Grief. Whether we want to or not, we have to deal with it. Sooner or later loss comes, sad stuff happens. If it happens directly to us, we do what is necessary to find our way through, almost always with the assistance of others. When it happens to others close to us, we offer what we can, some of us coping quite well, even managing to be helpful, while others of us never knowing quite what to say or do, always feeling awkward, watching for a reasonable opportunity to escape.
In my work grief is always close by. Ironically, when I “heard” my call to ordained ministry, I did not envision or imagine spending so much time in the grief and loss department. And the fact that my call really emerged from my own dad’s death makes that blind spot even more glaring. How could I have not seen that coming?!
Still, I am not one of those people who is “good” with grief.
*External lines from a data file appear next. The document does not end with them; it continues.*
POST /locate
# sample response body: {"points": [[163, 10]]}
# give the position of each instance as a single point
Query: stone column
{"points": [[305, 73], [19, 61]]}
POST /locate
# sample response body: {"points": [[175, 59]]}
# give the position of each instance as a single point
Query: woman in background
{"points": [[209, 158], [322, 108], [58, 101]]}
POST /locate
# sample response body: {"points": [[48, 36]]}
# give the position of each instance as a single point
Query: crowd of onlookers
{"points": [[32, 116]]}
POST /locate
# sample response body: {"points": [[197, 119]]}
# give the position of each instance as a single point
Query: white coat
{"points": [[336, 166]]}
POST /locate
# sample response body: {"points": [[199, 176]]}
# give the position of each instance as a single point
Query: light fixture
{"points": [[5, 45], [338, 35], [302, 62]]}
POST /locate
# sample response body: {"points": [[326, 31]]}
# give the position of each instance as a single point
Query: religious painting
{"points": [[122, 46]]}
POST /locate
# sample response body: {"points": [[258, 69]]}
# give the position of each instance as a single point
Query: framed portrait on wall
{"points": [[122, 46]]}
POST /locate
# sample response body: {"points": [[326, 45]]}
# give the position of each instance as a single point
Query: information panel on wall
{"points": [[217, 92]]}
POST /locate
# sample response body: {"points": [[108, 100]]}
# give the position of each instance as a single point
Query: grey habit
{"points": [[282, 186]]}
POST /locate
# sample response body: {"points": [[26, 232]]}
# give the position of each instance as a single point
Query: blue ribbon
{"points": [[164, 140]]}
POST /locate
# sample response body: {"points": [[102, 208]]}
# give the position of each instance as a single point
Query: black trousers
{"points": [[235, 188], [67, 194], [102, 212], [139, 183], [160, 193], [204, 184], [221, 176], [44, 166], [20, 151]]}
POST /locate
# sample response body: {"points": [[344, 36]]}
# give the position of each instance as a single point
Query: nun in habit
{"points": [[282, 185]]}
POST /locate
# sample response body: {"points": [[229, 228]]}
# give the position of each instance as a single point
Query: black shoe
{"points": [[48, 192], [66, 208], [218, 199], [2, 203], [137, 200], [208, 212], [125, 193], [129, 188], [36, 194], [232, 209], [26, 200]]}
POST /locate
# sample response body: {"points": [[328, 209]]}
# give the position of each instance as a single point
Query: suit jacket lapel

Over the years I have come to uneasy terms with it. However, it is quite different being on the edge of someone else’s loss, stepping in to offer what I can as a clergy person, compared to being in the middle of the situation myself. I prefer the former to the latter. I’d rather someone else experience the loss, as cold as that may sound, I’m just being honest.
On the ninth of October, the day I turned 60, I was sung to after church, received many birthday wishes, and enjoyed cake and ice cream with many of you. Thank you. You helped me turn the dial with a little less pain. I’m grateful.
In the afternoon I drove to Rochester to attend a memorial service for one of my closest friends. So, on the same day I celebrated the beginning of a new decade of life for myself, I also celebrated the end of a life that changed mine.
Dennis and I discovered some 30 years ago, as we served small churches in southwestern Minnesota, and “did time” on a district committee together, that we shared a somewhat warped view of the world and had similarly misshapen senses of humor. We laughed a lot together over the years. Survival tactics.
Dennis was a creative spirit who did all kinds of things that I did not. He baked, designed and created costumes for plays and other events, he drew and painted. He spoke German very well and performed in German a very funny version of “The 3 Little Pigs” that cracked me up every time I saw it.
During the past several years, as his wife Linda’s health failed, he and I were in contact a lot, talking on the phone several times a month, and texting almost daily. He would come to the Cities often to spend part of a day with me…a mental health rendezvous. He helped me survive the move here, and I was nearby as his wife moved toward the final exit. We became very close.
Dennis’ wife died in late June. He spoke at her memorial service on July 31st. He was admitted to the hospital with pneumonia on August 2nd and never came back out. He died September 25th. He was 62.
I will beg your understanding as I take my turn grieving. I am not good at it and I don’t like it, not at all. Dennis’ daughters Blair and Beth don’t either. Your prayers for them and Dennis’ family are welcome. You can even include me if you want. I can use the help, as you well know.